FASB/Seidman: Current SEC and PCAOB developments


Leslie F Seidman, Chairman of the FASB, delivered her speech to AICPA on current SEC and PCAOB developments. Ms Seidman assesses the improving of financial reporting in the United States and implications for convergence of IFRS and US GAAP in the future.

The decision on whether and how to incorporate IFRS into US GAAP is a major public policy issue for the United States that rightly rests with the SEC. It is very important to note that the SEC staff review has been broader than the IFRS themselves. The Commission’s staff also has been reviewing the way that the standards are interpreted, applied and enforced in various jurisdictions. The SEC staff has been examining broader issues, such as the governance, due process, and funding of the IFRS Foundation as well.  

In Ms Seidman's view, all of these dimensions are important to achieving the goal of creating comparable financial information for investors. Having the same words in a standard can be a good start, but it is not necessarily going to produce consistent information if the standard is interpreted differently or enforced differently within a jurisdiction or across jurisdictions. The SEC staff report indicates that there is some level of diversity in the implementation of IFRS across jurisdictions.

The staff also found that some other countries adapt IFRS to deal with their individual cultural, business and economic issues. For example, China has a unique situation with government-controlled entities, so it has adapted the related parties standard to address that situation.

This apparent need for some adjustments does not mean that IFRS is flawed; it simply suggests that a goal of 100 per cent comparability (such as a single set) is not achievable in the near term, for very legitimate reasons, in some of the world’s largest capital markets. The SEC will make a decision on its own timeline, and the FASB commends the thoughtful, analytical approach it has employed thus far. In the meantime, the FASB believes that it should work with the IASB to complete the MOU projects, which address important, pervasive transactions.

Regarding new projects, the FASB would like to be actively involved in discussions with the IASB and other standard-setters to continue to improve US GAAP, IFRS and other global accounting standards, and to make those standards more comparable. A great example of this is the way the FASB has been working with the EFRAG on the Disclosure Framework project. The issue is global, and it makes a lot of sense to work cooperatively to address it.

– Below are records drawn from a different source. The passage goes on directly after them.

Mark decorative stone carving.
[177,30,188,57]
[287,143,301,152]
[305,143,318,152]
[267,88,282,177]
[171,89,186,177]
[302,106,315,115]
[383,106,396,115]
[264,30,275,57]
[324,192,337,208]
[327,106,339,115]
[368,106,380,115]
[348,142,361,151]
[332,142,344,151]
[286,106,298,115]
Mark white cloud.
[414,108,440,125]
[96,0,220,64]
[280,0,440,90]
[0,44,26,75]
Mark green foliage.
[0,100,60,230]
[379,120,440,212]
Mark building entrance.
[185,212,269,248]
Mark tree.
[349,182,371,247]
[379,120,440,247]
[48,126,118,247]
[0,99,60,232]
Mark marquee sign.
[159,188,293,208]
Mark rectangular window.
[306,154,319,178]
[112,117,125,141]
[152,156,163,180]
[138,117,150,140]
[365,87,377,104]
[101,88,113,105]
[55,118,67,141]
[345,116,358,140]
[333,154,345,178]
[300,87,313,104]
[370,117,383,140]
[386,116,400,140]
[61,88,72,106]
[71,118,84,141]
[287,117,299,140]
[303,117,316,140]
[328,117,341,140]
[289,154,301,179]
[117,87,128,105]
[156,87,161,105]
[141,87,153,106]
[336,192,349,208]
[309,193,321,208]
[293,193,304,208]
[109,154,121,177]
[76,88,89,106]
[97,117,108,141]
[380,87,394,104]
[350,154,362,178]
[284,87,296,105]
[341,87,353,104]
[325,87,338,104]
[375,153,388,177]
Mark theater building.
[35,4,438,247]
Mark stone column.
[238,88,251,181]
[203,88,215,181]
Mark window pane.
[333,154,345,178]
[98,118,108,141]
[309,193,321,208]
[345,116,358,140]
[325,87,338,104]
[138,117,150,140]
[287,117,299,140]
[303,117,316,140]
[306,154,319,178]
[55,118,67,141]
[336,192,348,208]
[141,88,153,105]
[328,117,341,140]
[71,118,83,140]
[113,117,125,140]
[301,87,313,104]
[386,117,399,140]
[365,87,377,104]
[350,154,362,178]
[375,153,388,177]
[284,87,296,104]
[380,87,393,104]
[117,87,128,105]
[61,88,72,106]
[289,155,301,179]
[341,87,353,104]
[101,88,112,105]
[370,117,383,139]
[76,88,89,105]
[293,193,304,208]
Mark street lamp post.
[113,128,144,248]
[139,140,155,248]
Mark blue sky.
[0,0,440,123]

In the early days, the FASB narrowed a significant number of differences between US GAAP and IFRS using a less formal approach to convergence, including leveraging each other’s work with periodic meetings. Ms Seidman thinks that approach could work again, and it could include other standard-setters from major capital markets. Simply put, even though the relationship is bound to change, that does not mean the FASB thinks convergence is over or that divergence will occur.